Avakov: MP or Political Prisoner?


The leader of the Kharkiv opposition, Arsen Avakov, should be returning to Ukraine in December to be sworn in as MP.  He could, however, face arrest if he returns and according to the Deutsche Welle Ukrainian Service is likely to wait for the formation of the parliamentary majority before making a final decision,

As reported here, the former Kharkiv Regional Governor, ally of imprisoned opposition leader Yulia Tymoshenko and one of the two main contenders in the last Mayor elections, had a criminal case initiated against him in January 2012.  The charges are the same “abuse of power” as in the trials of Tymoshenko and Lutsenko.  He is accused of involvement in illegal privatization of 55 hectares of public land.  Both the opposition and human rights groups have expressed concern over the criminal proceedings, calling them politically motvated.
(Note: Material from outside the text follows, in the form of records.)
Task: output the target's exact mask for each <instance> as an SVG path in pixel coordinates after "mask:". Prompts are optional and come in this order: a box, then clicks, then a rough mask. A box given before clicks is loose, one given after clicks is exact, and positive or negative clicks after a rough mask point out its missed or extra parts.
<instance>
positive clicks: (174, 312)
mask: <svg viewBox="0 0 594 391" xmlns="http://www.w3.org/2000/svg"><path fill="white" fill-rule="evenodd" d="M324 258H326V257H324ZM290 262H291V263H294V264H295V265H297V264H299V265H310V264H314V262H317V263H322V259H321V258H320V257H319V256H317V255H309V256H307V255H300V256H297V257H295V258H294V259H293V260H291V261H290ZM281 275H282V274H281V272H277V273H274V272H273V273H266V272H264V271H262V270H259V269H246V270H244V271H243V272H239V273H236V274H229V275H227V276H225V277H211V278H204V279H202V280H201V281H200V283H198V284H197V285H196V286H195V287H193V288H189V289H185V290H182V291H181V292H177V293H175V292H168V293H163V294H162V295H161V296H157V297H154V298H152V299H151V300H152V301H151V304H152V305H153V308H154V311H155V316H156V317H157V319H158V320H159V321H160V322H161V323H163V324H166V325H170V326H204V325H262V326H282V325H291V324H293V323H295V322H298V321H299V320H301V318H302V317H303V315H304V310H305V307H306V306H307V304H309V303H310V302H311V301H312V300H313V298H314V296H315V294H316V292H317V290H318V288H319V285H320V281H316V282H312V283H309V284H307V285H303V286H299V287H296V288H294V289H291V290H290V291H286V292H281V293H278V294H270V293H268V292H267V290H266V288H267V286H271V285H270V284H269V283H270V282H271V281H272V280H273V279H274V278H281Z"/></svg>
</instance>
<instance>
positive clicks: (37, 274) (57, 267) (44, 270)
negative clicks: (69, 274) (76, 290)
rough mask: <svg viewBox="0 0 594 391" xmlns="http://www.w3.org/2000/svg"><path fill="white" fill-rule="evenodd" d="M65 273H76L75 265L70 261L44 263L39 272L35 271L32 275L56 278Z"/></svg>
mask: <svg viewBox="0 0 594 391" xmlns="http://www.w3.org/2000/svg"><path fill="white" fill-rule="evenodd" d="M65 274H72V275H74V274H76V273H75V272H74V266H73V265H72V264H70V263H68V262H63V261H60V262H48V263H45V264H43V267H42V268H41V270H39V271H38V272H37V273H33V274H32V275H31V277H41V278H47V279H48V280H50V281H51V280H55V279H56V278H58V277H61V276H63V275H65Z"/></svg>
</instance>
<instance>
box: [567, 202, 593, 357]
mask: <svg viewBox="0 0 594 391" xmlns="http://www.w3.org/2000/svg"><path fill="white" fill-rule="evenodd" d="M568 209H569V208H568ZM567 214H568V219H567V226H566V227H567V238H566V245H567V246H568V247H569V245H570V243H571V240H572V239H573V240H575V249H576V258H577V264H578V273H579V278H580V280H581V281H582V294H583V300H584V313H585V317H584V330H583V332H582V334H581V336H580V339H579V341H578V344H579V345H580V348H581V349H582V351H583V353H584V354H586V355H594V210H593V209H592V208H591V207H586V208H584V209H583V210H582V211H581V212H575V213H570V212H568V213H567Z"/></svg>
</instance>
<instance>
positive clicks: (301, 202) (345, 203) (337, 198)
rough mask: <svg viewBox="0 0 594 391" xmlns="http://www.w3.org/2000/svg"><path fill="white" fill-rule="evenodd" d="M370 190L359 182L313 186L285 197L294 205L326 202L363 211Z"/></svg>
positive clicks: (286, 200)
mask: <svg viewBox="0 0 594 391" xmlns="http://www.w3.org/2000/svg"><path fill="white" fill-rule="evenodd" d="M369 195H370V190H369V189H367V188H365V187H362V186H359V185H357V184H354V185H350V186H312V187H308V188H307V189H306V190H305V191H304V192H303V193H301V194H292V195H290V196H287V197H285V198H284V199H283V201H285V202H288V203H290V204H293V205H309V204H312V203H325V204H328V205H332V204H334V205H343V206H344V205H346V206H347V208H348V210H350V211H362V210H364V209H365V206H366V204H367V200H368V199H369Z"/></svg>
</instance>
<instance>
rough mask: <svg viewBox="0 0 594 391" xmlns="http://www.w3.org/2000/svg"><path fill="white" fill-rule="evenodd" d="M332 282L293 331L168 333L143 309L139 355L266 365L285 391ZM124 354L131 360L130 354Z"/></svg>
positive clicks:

Mr Avakov was put on the Interpol wanted listed soon after the case was initiated, and was arrested in Naples in March this year. He was however released from custody pending a decision on extradition while was in his favour.  

Over the year and a half since Avakov has been abroad, his financial empire has been badly shaken, Deutsche Welle writes. The National Bank of Ukraine has declared the Basis Bank which he founded bankrupt, while the media corporation which he is linked with lost three major regional TV channels which were taken off air (see: ) Several top managers from his Investor firm are suspected of dodgy land deals, with some arrested, others declared on the wanted list.

One of the former heads of the firm committed suicide a week after the parliamentary elections. According to the official version, he threw himself out of the window of his ninth floor flat. The police have initiated an investigation under the article (driving a person to suicide). The investigation unit has asserted that they have questions specifically to Avakov, claiming that the dead man mentioned him in his suicide letter.

Avakov has called this “an attempt by the police to bring the tragedy into the political area” and says that he thinks it possible the man simply couldn’t endure the interrogations.

From the moment when the Central Election Committee registered Avakov as parliamentary candidate for the United Opposition, he enjoyed deputy immunity.  This means that he cannot be arrested without the consent of a parliamentary majority.

According to his press secretary, he believes that the only criminal case against him should be terminated.

The press service of the Kharkiv Regional Prosecutor’s Office asserts that it sees no grounds to comment since Avakov is not in the country.

Whether or not he can risk returning at present depends on the parliamentary majority. Kharkiv political analyst Ihor Polishchuk says that “if the ruling majority continues to take a hard line against opposition politicians, with Avakov quite a prominent figure, then his problems will continue.  I would not exclude even the risk that he’d be imprisoned.”